- Born: 1967 (age 58–59)
- Education: University of Cambridge, Inner Temple
- Occupation: Barrister
- Spouse: Clementine Hambro

= Orlando Fraser =

British barrister

Orlando Fraser (born 1967) is a British barrister who served as chairman of the Charity Commission for England and Wales from 2022 to 2025.

==Early life and education==

Orlando Fraser was born to the politician Sir Hugh Fraser MBE and the writer Lady Antonia Fraser CH DBE FRSL. His grandfathers were the 14th Lord Lovat and the 7th Earl of Longford.

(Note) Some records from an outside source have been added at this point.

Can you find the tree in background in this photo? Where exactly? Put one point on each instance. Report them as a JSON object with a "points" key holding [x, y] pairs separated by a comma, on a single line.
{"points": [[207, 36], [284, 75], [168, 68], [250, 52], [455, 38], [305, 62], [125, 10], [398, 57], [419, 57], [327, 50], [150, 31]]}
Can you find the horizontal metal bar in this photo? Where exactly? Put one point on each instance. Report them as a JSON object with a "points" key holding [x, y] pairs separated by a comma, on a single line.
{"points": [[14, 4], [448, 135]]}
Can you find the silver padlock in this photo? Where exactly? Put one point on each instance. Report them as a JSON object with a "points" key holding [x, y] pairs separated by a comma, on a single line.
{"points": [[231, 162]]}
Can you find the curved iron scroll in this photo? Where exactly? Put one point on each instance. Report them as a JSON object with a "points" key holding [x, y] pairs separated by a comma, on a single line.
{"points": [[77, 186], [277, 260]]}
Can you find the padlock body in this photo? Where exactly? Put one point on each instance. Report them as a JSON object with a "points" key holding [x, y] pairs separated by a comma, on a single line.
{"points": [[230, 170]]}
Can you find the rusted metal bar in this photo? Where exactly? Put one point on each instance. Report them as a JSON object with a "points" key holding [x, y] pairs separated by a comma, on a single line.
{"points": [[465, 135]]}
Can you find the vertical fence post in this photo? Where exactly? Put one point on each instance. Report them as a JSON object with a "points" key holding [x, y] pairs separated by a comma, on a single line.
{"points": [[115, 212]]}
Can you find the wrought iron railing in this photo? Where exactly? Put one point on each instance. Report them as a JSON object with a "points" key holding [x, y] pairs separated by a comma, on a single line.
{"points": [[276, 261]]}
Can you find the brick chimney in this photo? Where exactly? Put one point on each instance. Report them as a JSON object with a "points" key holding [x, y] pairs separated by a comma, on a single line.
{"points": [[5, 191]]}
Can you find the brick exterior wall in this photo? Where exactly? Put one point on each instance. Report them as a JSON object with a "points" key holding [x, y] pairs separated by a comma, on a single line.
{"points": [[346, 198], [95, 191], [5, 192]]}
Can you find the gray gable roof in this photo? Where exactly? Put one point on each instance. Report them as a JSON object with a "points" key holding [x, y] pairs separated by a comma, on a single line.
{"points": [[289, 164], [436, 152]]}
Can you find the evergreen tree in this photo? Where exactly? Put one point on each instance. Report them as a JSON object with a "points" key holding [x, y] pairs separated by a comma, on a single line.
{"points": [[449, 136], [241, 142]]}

Fraser attended St Paul's School, London, and Fitzwilliam College, Cambridge.
==Career at the Bar==

A member of the Inner Temple, Fraser was called to the Bar in 1994.

He was appointed Queen’s Counsel in 2014.

==Other work==

Fraser served on the board of the Charity Commission from 2013 to 2017. He has also served on the Civil Justice Council and the National Council for Voluntary Organisations’ Advisory Council.

Fraser served as chairman of the Charity Commission from 2022 to 2025. There was some controversy around his appointment.

Fraser was the Conservative Party candidate for North Devon in the 2005 general election. Prior to his appointment as chairman of the Charity Commission, he clarified that he was no longer a mamber of the Conservative Party.

==Personal life==

Fraser is married to Clementine Hambro, daughter of Richard Hambro and great-granddaughter of Sir Winston Churchill.

One of their residences is Waverton House, a Quinlan Terry country house in Gloucestershire.